Financièrement, ce changement a permis à la Ville de Montréal de diminuer sa contribution pour les « services policiers » dans le métro de 17,8 à 14,4 millions entre 2022 et 2023.

Sur le fond, ce changement de modèle permet surtout « plus d’efficacité », affirme le directeur sûreté et contrôle de la STM, Jocelyn Latulippe. « Avant, quand il arrivait quelque chose, il fallait faire un rapport et envoyer ça à des enquêteurs ou des unités policières, donc le délai de vulnérabilité entre le crime et l’arrestation était beaucoup plus long. Là, le modèle des policiers va être dédié à l’intervention. »

PHOTO ALAIN ROBERGE, LA PRESSE

Martin William, ambassadeur Sûreté pour la STM, Jocelyn Latulippe, directeur sûreté et contrôle de la STM, Philippe Gagnon, ambassadeur Sûreté pour la STM, Éric Alan Caldwell et Marie-Claude Léonard.

« Quand il y aura un vol, une agression ou un vol dans le métro, ça va donner un taux d’arrestation beaucoup plus élevé. En dedans de quelques jours, si la personne continue à se promener dans le réseau, elle va être arrêtée. C’est une formule unique en Amérique du Nord », insiste M. Latulippe.

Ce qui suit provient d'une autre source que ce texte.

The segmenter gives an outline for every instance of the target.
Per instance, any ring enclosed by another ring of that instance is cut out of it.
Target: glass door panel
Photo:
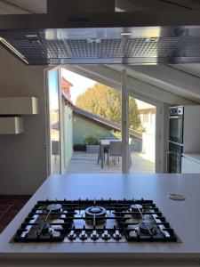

Dans l’opposition à l’hôtel de ville, toutefois, l’inquiétude persiste. « Miser sur le programme d’ambassadeurs de sûreté ne suffit pas, d’autant plus que seuls six ambassadeurs couvrent présentement l’ensemble du réseau et ils ne sont pas équipés pour répondre à l’ensemble des interventions », affirme le conseiller Abdelhaq Sari.

« Pour ramener les usagers dans le transport collectif, l’administration doit offrir un service attractif et sécuritaire, plutôt que de couper et de mettre en place des demi-mesures. Concrètement, ça passe par un temps d’intervention plus rapide, une situation qui pourrait devenir problématique avec le réacheminement des appels d’interventions d’urgence du métro », conclut M. Sari.